The physician assistant shall comply with the requirements in this section when prescribing opioids for perioperative pain.
(1) The physician assistant should consider prescribing nonopioids as the first line of pain control in patients unless not clinically appropriate in accordance with the provisions of WAC
246-918-820.
(2) The physician assistant, or their designee, shall conduct queries of the PMP in accordance with the provisions of WAC
246-918-935.
(3) If the physician assistant prescribes opioids for effective pain control, such prescription must not be in a greater quantity than needed for the expected duration of pain severe enough to require opioids. A three-day supply or less will often be sufficient. The physician assistant shall not prescribe beyond a fourteen-day supply from the time of discharge without clinical documentation in the patient record to justify the need for such a quantity.
(4) The physician assistant shall reevaluate a patient who does not follow the expected course of recovery and reconsider the continued use of opioids or whether tapering or discontinuing opioids is clinically indicated.
(5) Follow-up visits for pain control should include objectives or metrics to be used to determine treatment success if opioids are to be continued. This may include:
(a) Change in pain level;
(b) Change in physical function;
(c) Change in psychosocial function; and
(d) Additional indicated diagnostic evaluations or other treatments.

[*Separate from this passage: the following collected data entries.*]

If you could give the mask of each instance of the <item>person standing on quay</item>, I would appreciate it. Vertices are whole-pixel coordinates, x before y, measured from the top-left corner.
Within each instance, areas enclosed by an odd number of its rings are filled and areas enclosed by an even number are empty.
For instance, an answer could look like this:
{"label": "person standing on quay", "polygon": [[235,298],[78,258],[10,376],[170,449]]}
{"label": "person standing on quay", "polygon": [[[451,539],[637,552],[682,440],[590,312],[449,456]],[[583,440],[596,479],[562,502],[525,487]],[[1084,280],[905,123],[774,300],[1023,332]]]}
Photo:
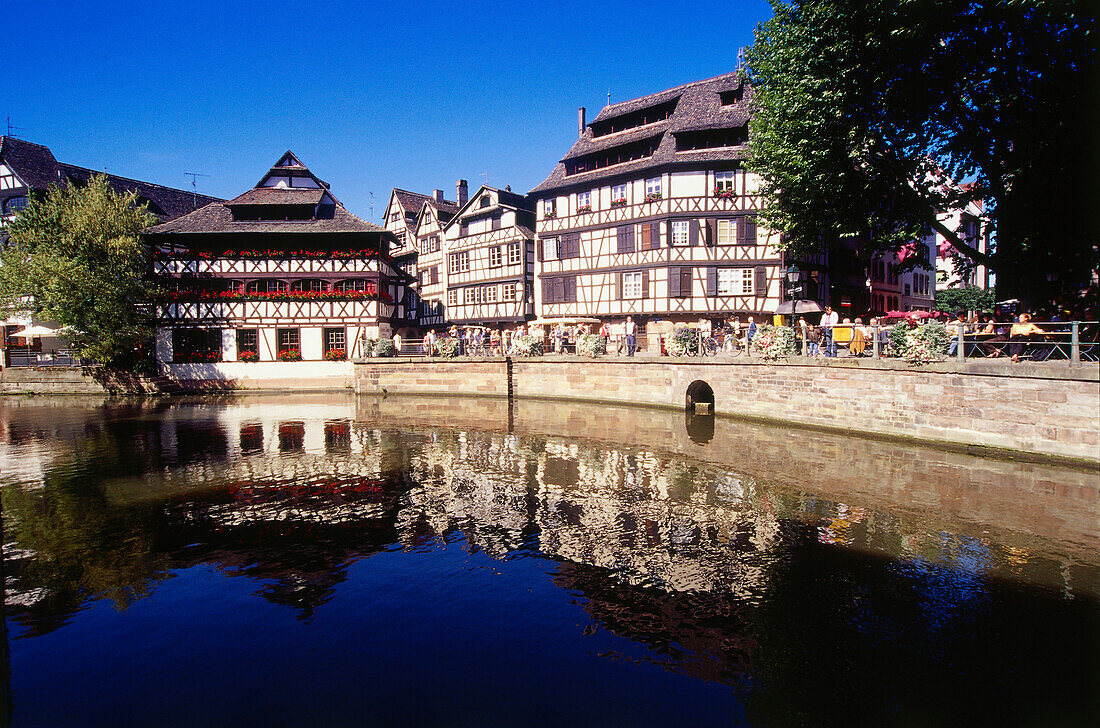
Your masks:
{"label": "person standing on quay", "polygon": [[833,310],[832,306],[825,307],[825,314],[821,317],[821,328],[825,333],[825,356],[836,356],[836,339],[833,337],[833,327],[840,323],[840,314]]}
{"label": "person standing on quay", "polygon": [[626,355],[634,356],[638,350],[638,327],[634,323],[633,316],[626,317]]}

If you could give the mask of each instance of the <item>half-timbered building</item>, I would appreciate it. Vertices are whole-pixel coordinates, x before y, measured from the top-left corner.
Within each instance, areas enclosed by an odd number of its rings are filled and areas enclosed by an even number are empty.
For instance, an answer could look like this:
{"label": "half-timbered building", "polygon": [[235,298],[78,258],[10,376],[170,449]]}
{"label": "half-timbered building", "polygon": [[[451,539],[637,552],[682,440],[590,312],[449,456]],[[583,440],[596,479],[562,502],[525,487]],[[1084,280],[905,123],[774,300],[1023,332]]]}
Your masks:
{"label": "half-timbered building", "polygon": [[483,185],[444,226],[446,317],[457,324],[534,317],[535,214],[511,189]]}
{"label": "half-timbered building", "polygon": [[446,321],[443,308],[447,291],[443,228],[454,218],[458,208],[457,202],[443,199],[443,190],[435,190],[431,197],[424,200],[417,214],[416,268],[421,326],[440,326]]}
{"label": "half-timbered building", "polygon": [[[531,191],[540,316],[694,321],[773,312],[779,236],[757,224],[739,73],[604,107]],[[818,262],[820,263],[820,262]],[[817,298],[818,265],[803,298]]]}
{"label": "half-timbered building", "polygon": [[[145,205],[149,213],[161,222],[174,220],[205,205],[220,202],[216,197],[200,195],[194,191],[173,189],[59,162],[48,147],[12,136],[0,136],[0,245],[8,244],[8,223],[32,198],[44,195],[51,186],[82,187],[93,175],[106,177],[107,184],[117,194],[133,193],[135,202]],[[67,339],[62,336],[45,337],[45,340],[32,339],[25,346],[18,345],[17,340],[8,340],[9,334],[37,323],[56,328],[54,322],[39,321],[29,311],[0,321],[7,365],[41,363],[36,358],[38,355],[67,348]],[[49,361],[56,360],[59,359]]]}
{"label": "half-timbered building", "polygon": [[404,320],[393,234],[344,209],[291,152],[256,186],[150,228],[159,362],[360,356]]}

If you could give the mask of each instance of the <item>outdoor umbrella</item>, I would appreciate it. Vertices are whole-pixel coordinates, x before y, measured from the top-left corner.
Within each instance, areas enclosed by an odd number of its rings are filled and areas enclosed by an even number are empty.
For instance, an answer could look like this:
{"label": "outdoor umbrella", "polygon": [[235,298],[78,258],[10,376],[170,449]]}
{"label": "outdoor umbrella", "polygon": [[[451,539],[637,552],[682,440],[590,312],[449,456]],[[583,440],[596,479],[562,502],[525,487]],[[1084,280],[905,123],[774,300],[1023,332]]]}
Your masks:
{"label": "outdoor umbrella", "polygon": [[39,339],[43,336],[57,336],[57,329],[35,324],[34,326],[28,326],[25,329],[20,329],[13,334],[9,334],[9,336],[17,339]]}
{"label": "outdoor umbrella", "polygon": [[784,301],[779,304],[779,308],[775,309],[775,312],[785,316],[796,313],[821,313],[823,310],[821,304],[817,301]]}

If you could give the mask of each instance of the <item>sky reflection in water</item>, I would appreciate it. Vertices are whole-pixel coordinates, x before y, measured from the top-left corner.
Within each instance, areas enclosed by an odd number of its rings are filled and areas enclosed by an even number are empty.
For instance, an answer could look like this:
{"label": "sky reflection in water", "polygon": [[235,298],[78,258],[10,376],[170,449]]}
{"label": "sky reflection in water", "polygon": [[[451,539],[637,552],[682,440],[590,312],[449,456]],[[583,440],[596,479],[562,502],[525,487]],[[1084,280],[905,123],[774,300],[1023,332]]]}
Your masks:
{"label": "sky reflection in water", "polygon": [[497,400],[0,403],[5,720],[1100,716],[1095,473],[691,424]]}

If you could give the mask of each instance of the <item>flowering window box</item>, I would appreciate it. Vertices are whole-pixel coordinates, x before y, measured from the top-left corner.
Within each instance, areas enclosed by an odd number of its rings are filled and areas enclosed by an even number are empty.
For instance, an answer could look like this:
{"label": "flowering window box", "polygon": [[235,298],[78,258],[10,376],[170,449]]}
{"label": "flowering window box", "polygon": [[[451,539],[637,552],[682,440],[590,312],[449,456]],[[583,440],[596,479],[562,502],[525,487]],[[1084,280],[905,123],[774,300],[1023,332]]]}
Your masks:
{"label": "flowering window box", "polygon": [[732,200],[737,197],[737,194],[733,190],[714,190],[714,197],[718,200]]}
{"label": "flowering window box", "polygon": [[661,199],[661,193],[660,192],[650,192],[648,195],[645,196],[645,202],[657,202],[660,199]]}
{"label": "flowering window box", "polygon": [[558,216],[558,213],[556,213],[556,212],[544,212],[542,214],[542,219],[543,220],[553,220],[553,219],[557,218],[557,216]]}
{"label": "flowering window box", "polygon": [[325,352],[325,361],[345,361],[348,353],[344,349],[329,349]]}
{"label": "flowering window box", "polygon": [[279,352],[279,361],[301,361],[301,349],[283,349]]}
{"label": "flowering window box", "polygon": [[581,205],[577,208],[577,214],[580,215],[583,212],[592,212],[592,205]]}
{"label": "flowering window box", "polygon": [[611,206],[612,207],[626,207],[626,198],[625,197],[620,197],[617,200],[612,200],[611,201]]}
{"label": "flowering window box", "polygon": [[237,358],[243,362],[248,362],[249,364],[251,364],[253,362],[258,362],[260,360],[260,355],[255,351],[245,350],[240,352],[237,355]]}

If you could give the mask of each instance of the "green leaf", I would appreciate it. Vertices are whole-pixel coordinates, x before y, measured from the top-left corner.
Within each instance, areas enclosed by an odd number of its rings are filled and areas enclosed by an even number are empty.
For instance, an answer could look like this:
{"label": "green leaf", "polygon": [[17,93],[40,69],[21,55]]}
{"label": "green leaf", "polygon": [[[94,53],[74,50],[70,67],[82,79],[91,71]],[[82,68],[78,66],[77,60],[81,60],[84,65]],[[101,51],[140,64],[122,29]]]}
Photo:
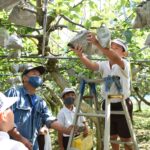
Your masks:
{"label": "green leaf", "polygon": [[96,3],[95,2],[93,2],[93,1],[89,1],[89,6],[91,7],[91,8],[96,8]]}
{"label": "green leaf", "polygon": [[70,8],[70,11],[75,11],[76,13],[80,12],[80,10],[81,10],[80,7]]}
{"label": "green leaf", "polygon": [[86,22],[85,22],[85,24],[84,24],[84,26],[87,28],[87,29],[89,29],[90,27],[91,27],[91,21],[89,21],[89,20],[87,20]]}
{"label": "green leaf", "polygon": [[93,16],[93,17],[91,17],[91,21],[99,21],[99,20],[102,20],[102,18],[99,17],[99,16]]}
{"label": "green leaf", "polygon": [[71,23],[68,24],[68,29],[75,30],[75,28],[76,28],[76,25],[71,24]]}
{"label": "green leaf", "polygon": [[129,29],[127,29],[127,30],[124,32],[124,36],[125,36],[125,38],[126,38],[126,41],[127,41],[128,43],[130,43],[130,42],[131,42],[131,39],[132,39],[132,32],[131,32]]}

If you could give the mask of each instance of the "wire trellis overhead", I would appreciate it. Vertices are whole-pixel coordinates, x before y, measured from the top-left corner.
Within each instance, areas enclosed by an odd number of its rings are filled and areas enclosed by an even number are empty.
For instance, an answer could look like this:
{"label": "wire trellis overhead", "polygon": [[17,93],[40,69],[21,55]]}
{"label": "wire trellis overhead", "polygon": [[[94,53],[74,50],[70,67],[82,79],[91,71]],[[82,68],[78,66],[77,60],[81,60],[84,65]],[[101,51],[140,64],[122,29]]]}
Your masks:
{"label": "wire trellis overhead", "polygon": [[[6,55],[3,55],[3,56],[0,56],[0,58],[3,58],[3,59],[5,59],[5,58],[7,58],[8,56],[6,56]],[[31,59],[31,58],[33,58],[33,59],[68,59],[68,60],[78,60],[79,58],[78,57],[63,57],[63,56],[21,56],[20,58],[26,58],[26,59]],[[91,60],[99,60],[99,61],[103,61],[103,60],[106,60],[106,59],[104,59],[104,58],[90,58]],[[1,59],[2,60],[2,59]],[[133,59],[130,59],[129,60],[130,61],[130,63],[150,63],[150,60],[140,60],[140,59],[138,59],[138,60],[133,60]]]}

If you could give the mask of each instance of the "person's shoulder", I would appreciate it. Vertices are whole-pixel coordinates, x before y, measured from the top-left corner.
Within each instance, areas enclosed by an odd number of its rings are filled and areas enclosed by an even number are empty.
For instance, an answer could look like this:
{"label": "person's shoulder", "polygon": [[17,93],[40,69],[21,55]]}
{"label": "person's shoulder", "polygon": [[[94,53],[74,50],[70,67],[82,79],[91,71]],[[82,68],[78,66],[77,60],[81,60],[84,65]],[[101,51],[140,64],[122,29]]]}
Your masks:
{"label": "person's shoulder", "polygon": [[7,91],[22,91],[24,89],[23,86],[19,85],[19,86],[12,86],[10,87]]}
{"label": "person's shoulder", "polygon": [[40,101],[40,102],[45,102],[44,99],[43,99],[41,96],[39,96],[39,95],[36,94],[36,97],[37,97],[37,100],[38,100],[38,101]]}
{"label": "person's shoulder", "polygon": [[60,111],[59,111],[59,113],[64,113],[64,112],[66,112],[66,108],[65,107],[61,108]]}
{"label": "person's shoulder", "polygon": [[14,143],[14,147],[16,147],[16,150],[28,150],[23,143],[19,141],[12,141]]}
{"label": "person's shoulder", "polygon": [[58,116],[63,116],[67,113],[67,108],[64,106],[63,108],[60,109],[60,111],[58,112]]}
{"label": "person's shoulder", "polygon": [[[23,145],[23,143],[21,143],[21,142],[18,142],[18,141],[14,141],[14,142],[16,142],[16,150],[28,150],[24,145]],[[18,149],[17,149],[18,148]]]}
{"label": "person's shoulder", "polygon": [[5,139],[1,141],[0,146],[5,150],[28,150],[21,142],[15,141],[13,139]]}
{"label": "person's shoulder", "polygon": [[21,86],[13,86],[7,89],[4,93],[6,96],[11,97],[11,96],[18,96],[20,91],[21,91]]}
{"label": "person's shoulder", "polygon": [[124,64],[126,65],[130,65],[130,60],[126,59],[126,58],[122,58]]}

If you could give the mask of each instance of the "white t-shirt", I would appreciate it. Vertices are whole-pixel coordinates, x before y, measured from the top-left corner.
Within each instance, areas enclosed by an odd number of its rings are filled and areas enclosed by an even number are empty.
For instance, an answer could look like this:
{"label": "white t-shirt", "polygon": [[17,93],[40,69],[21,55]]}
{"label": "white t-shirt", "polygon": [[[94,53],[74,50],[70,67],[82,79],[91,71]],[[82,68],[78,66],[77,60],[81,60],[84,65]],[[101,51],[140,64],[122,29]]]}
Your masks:
{"label": "white t-shirt", "polygon": [[[63,107],[58,113],[57,119],[59,123],[61,123],[65,127],[69,127],[73,124],[73,119],[75,115],[76,108],[73,107],[73,110],[69,110],[67,107]],[[78,117],[77,125],[84,126],[83,122],[85,122],[85,118],[83,116]],[[63,136],[69,136],[67,134],[63,134]]]}
{"label": "white t-shirt", "polygon": [[[99,72],[102,74],[102,78],[110,76],[119,76],[120,83],[122,86],[122,94],[124,95],[124,99],[130,96],[130,64],[127,60],[122,59],[125,65],[125,68],[122,69],[119,65],[114,64],[112,68],[110,68],[109,61],[97,62],[99,65]],[[105,91],[105,84],[102,84],[101,90],[102,97],[106,99],[108,93]],[[118,94],[117,88],[114,83],[110,88],[109,94]],[[114,99],[111,101],[112,103],[120,102],[120,99]]]}
{"label": "white t-shirt", "polygon": [[11,140],[8,133],[0,131],[1,150],[28,150],[21,142]]}

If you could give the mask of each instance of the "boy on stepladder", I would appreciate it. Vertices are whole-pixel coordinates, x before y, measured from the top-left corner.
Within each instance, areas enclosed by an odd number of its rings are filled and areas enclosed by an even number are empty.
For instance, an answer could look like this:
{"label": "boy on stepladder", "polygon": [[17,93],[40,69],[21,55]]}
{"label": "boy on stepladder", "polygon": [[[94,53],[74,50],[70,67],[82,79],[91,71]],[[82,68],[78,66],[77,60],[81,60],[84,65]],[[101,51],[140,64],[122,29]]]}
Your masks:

(6) If a prescription results in the patient receiving a combination of opioids with a sedative medication listed in WAC
246-918-920, such prescribing must be in accordance with WAC
246-918-920.
(7) Long-acting or extended release opioids are not indicated for acute perioperative pain.
(8) Medication assisted treatment medications must not be discontinued when treating acute perioperative pain, except as consistent with the provisions of WAC
246-918-925.
(9) If the physician assistant elects to treat a patient with opioids beyond the six-week time period of acute perioperative pain, the physician assistant shall document in the patient record that the patient is transitioning from acute pain to subacute pain. Rules governing the treatment of subacute pain, WAC
246-918-845 and
246-918-850, shall apply unless there is documented improvement in function or pain control and there is a documented plan and timing for discontinuation of all opioid medications.